As much as all that is true, the job of Speaker of the House is not about being “liked.” Leadership, in general, is about making decisions; often hard decisions. The job is about as much fun, and as necessary, as being a dentist. Here are a few of Pelosi’s accomplishments as Speaker of the House:
  • The Affordable Care Act with the public option (the option was eventually taken out for the Republican compromise of the Heritage Foundation mandate)
  • Dodd-Frank
  • Lilly Ledbetter Fair Pay
  • Economic Stimulus Act of 2008
  • The repeal of Don’t Ask, Don’t Tell
  • The Credit Card Holders Bill of Rights issued new regulations on card companies, demanding that they increase transparency
  • The Student Aid and Fiscal Responsibility Act increased the amount of Pell Grants for college students.
  • The Family Smoking Prevention and Tobacco Control Act gave the Food and Drug Administration the power to regulate the tobacco industry.
  • The Food Safety Modernization Act giving the Food and Drug Administration more power over food producers (passed by Senate, not yet signed into law).
  • Raised the minimum wage
  • Hate Crimes Prevention Act
  • Established the Office of Congressional Ethics (the one Republicans are trying to eliminate for obvious reasons)

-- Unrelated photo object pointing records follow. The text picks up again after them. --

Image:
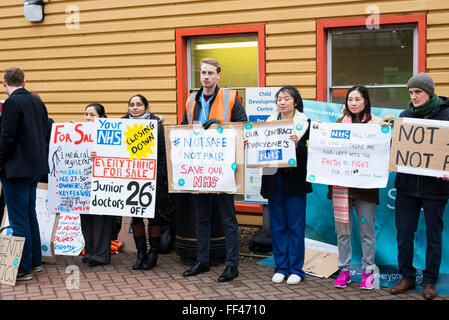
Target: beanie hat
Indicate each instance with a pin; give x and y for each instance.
(423, 81)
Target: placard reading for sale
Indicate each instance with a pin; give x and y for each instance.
(124, 170)
(349, 154)
(269, 144)
(204, 160)
(70, 167)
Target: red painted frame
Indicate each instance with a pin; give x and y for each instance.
(323, 26)
(181, 72)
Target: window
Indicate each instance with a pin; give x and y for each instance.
(237, 56)
(382, 59)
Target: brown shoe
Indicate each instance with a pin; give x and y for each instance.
(403, 286)
(429, 291)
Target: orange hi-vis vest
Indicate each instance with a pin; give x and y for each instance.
(221, 109)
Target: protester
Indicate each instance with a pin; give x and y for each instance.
(96, 229)
(209, 106)
(415, 192)
(286, 189)
(138, 108)
(357, 110)
(23, 160)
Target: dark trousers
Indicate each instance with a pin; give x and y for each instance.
(20, 198)
(224, 203)
(407, 214)
(288, 228)
(97, 237)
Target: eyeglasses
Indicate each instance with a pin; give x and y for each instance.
(138, 104)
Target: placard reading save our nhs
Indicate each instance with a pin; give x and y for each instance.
(350, 155)
(124, 170)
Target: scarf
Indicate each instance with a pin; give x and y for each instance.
(146, 115)
(340, 201)
(425, 109)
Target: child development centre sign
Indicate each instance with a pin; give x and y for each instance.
(350, 155)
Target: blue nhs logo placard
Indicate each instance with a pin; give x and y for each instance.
(341, 134)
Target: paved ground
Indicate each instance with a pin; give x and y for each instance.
(118, 281)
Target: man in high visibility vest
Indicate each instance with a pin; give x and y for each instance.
(212, 104)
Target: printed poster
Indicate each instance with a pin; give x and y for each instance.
(349, 155)
(124, 170)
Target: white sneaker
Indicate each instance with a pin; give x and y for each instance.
(278, 278)
(293, 279)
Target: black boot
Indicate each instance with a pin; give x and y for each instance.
(151, 260)
(141, 245)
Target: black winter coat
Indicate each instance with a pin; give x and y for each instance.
(293, 179)
(24, 136)
(423, 186)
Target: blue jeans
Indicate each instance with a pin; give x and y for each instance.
(20, 198)
(288, 227)
(407, 214)
(224, 203)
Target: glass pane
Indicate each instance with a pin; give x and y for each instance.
(237, 55)
(372, 57)
(396, 98)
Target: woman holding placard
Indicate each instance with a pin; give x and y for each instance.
(138, 109)
(96, 229)
(286, 189)
(357, 110)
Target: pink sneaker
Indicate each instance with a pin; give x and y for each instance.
(367, 281)
(343, 279)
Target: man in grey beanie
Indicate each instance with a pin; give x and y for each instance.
(415, 192)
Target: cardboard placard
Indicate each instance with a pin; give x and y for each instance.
(48, 221)
(124, 172)
(269, 144)
(352, 155)
(11, 249)
(198, 168)
(420, 146)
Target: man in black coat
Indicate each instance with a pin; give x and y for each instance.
(23, 159)
(415, 192)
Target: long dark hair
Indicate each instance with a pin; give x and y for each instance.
(366, 113)
(142, 98)
(99, 108)
(295, 94)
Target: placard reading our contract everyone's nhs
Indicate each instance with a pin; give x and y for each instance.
(350, 155)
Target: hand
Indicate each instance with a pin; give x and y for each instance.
(208, 123)
(294, 138)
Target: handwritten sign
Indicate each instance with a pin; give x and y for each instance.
(69, 240)
(47, 223)
(350, 155)
(204, 160)
(124, 171)
(10, 255)
(70, 167)
(420, 146)
(269, 144)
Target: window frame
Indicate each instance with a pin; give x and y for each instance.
(325, 26)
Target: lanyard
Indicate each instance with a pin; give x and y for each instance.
(204, 115)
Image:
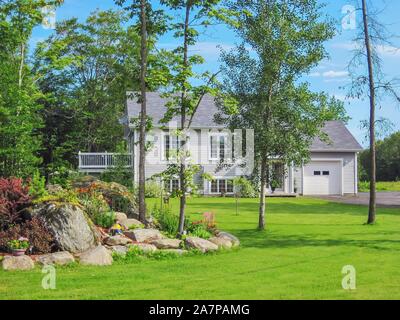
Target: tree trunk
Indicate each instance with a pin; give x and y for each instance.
(143, 111)
(372, 197)
(261, 219)
(182, 178)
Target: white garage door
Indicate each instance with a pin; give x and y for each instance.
(322, 178)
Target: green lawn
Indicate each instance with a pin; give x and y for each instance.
(380, 186)
(300, 257)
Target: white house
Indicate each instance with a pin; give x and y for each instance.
(331, 171)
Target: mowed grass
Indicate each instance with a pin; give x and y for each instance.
(300, 256)
(380, 186)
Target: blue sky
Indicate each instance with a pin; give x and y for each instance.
(330, 76)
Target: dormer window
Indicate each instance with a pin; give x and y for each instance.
(218, 145)
(171, 143)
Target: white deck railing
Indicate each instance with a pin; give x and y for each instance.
(103, 160)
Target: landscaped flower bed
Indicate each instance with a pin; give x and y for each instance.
(94, 223)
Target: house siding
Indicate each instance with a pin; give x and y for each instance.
(199, 148)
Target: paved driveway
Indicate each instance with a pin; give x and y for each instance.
(383, 199)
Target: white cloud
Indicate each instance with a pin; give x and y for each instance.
(384, 50)
(335, 74)
(207, 49)
(388, 51)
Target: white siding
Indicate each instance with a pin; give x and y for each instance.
(349, 178)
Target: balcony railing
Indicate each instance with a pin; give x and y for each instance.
(103, 160)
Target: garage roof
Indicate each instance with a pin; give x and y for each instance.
(341, 139)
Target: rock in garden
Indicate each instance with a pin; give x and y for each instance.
(98, 256)
(200, 244)
(121, 216)
(144, 235)
(54, 188)
(17, 263)
(131, 223)
(117, 241)
(167, 243)
(221, 242)
(176, 251)
(56, 258)
(119, 196)
(121, 250)
(69, 226)
(235, 241)
(145, 247)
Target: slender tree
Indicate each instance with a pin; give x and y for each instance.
(371, 82)
(20, 139)
(85, 69)
(282, 40)
(185, 97)
(151, 23)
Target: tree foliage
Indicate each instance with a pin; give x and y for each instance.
(85, 70)
(387, 160)
(19, 95)
(281, 41)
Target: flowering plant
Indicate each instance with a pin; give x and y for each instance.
(21, 243)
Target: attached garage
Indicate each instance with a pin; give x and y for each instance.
(323, 177)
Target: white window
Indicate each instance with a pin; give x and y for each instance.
(218, 146)
(170, 146)
(173, 185)
(222, 186)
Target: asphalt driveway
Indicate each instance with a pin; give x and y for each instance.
(383, 199)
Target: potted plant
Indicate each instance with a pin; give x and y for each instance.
(274, 185)
(19, 247)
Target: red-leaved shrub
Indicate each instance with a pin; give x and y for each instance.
(14, 199)
(40, 239)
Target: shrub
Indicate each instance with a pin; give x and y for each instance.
(198, 229)
(17, 244)
(63, 196)
(14, 199)
(40, 239)
(168, 222)
(94, 204)
(37, 185)
(244, 188)
(153, 190)
(63, 175)
(104, 219)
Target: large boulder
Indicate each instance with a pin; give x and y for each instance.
(225, 235)
(70, 227)
(98, 256)
(221, 242)
(17, 263)
(119, 250)
(126, 222)
(178, 252)
(144, 235)
(120, 216)
(200, 244)
(167, 243)
(132, 224)
(56, 258)
(117, 241)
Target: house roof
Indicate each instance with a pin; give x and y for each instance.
(203, 118)
(341, 139)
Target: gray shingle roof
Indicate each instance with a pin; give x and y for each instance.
(340, 137)
(204, 117)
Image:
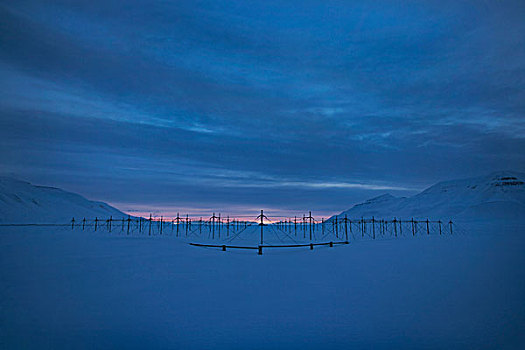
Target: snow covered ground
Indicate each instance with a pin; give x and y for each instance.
(64, 288)
(75, 289)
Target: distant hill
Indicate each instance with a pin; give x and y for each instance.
(500, 195)
(22, 202)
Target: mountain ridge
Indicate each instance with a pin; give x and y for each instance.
(498, 195)
(23, 202)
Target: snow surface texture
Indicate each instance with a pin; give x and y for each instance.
(22, 202)
(64, 289)
(500, 195)
(74, 289)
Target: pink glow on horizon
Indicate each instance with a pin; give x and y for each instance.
(235, 213)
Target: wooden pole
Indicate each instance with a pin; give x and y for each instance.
(395, 227)
(346, 227)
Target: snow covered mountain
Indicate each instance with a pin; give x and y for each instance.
(500, 195)
(22, 202)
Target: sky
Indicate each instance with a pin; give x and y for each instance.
(237, 106)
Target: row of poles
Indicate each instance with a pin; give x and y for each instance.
(338, 226)
(180, 226)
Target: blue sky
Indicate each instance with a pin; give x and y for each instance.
(234, 106)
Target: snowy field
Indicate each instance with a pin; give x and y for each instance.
(64, 289)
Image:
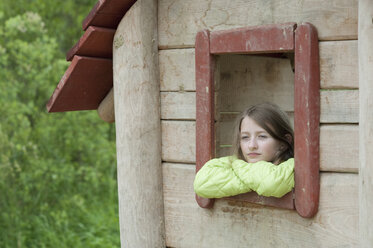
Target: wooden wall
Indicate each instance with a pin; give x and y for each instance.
(238, 224)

It’s hard to find fault with that list of accomplishments, but because she is all of the things old white women (and too many white men of all ages) hate, accomplished and powerful, she gets hatred instead of appreciation. Honestly, I suspect a lot of the hatred is based on her appearance. She looks too much like what they see in the mirror and they do not like mirrors. While she looks like them, she is a lot smarter than them and that pisses them off too. I can see that.